Policy can enforce following rules:

  1. Password is longer than N characters
  2. Password contains at least one number
  3. Password contains mixed case (uppercase and lowercase) letters
  4. Password contains at least one of the following symbols: ,.;:!$\%^&~@#*

Here's an example where all rules are enforced:

// Weak password, not accepted
(new PasswordStrengthValidator())->isPasswordValid('weak', new PasswordPolicy(32, true, true, true));
 
// Strong password, accepted
(new PasswordStrengthValidator())->isPasswordValid('BhkXuemYY#WMdU;QQd4QpXpcEjbw2XHP', new PasswordPolicy(32, true, true, true));

Password policy implements \JsonSerializable interface, and can be safely encoded to JSON using json_encode().

Generating Random Passwords

Password strength validator can also be used to prepare new passwords that meet the requirements of provided policies:

$validator = new PasswordStrengthValidator();
$policy = new PasswordPolicy(32, true, true, true);

// Prepare 32 characters long password that mixes case, numbers and symbols
$password = $validator->generateValidPassword(32, $policy); 

Password generator uses letters and numbers by default, unless symbols are required by the provided password policy.

Note that generator may throw an exception if it fails to prepare a password in 10000 tries.

Login Policy

Login Policy is used by adapters to publish their log in page settings. These settings include:

  1. Format of username fields. Supported values are email and username,
  2. Whether "Remember Me" option for extended sessions is supported by the adapter,
  3. Whether passwords can be changed by the user,
  4. Log in, log out, password reset and update profile URL-s.
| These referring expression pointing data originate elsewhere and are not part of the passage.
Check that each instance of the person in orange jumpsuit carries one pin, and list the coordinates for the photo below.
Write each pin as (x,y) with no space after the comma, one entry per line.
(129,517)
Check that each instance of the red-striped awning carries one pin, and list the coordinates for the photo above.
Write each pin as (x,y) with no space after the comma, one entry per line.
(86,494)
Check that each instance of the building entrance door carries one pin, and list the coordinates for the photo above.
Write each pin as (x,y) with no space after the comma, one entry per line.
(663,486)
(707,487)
These URL-s are used by adapters which implement off-site authentication, so application that uses these adapters can redirect users to correct pages.
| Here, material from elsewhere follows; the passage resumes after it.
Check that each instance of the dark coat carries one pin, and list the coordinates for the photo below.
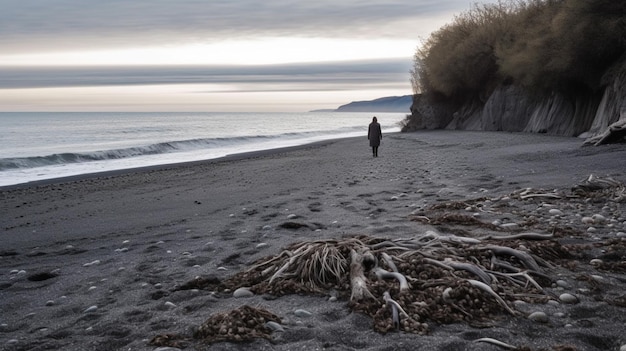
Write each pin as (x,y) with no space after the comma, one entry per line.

This example shows how different settings can be configured using setter calls. All these settings can also be set when you construct new LoginPolicy instance:

$login_policy = (new LoginPolicy())
    ->setUsernameFormat(LoginPolicyInterface::USERNAME_FORMAT_EMAIL)
    ->setRememberExtendsSession(true)
    ->setIsPasswordChangeEnabled(true)
    ->setIsPasswordRecoveryEnabled(true)
    ->setExternalLoginUrl('http://idp.example.com/login')
    ->setExternalLogoutUrl('http://idp.example.com/logout')
    ->setExternalChangePasswordUrl('http://idp.example.com/change-password')
    ->setExternalUpdateProfileUrl('http://idp.example.com/update-profile');

Login policy implements \JsonSerializable interface, and can be safely encoded to JSON using json_encode().

To Do

  1. Consider adding previously used passwords repository, so library can enforce no-repeat policy for passwords.
  2. Remove deprecated AuthenticationInterface::setOnAuthenciatedUserChanged().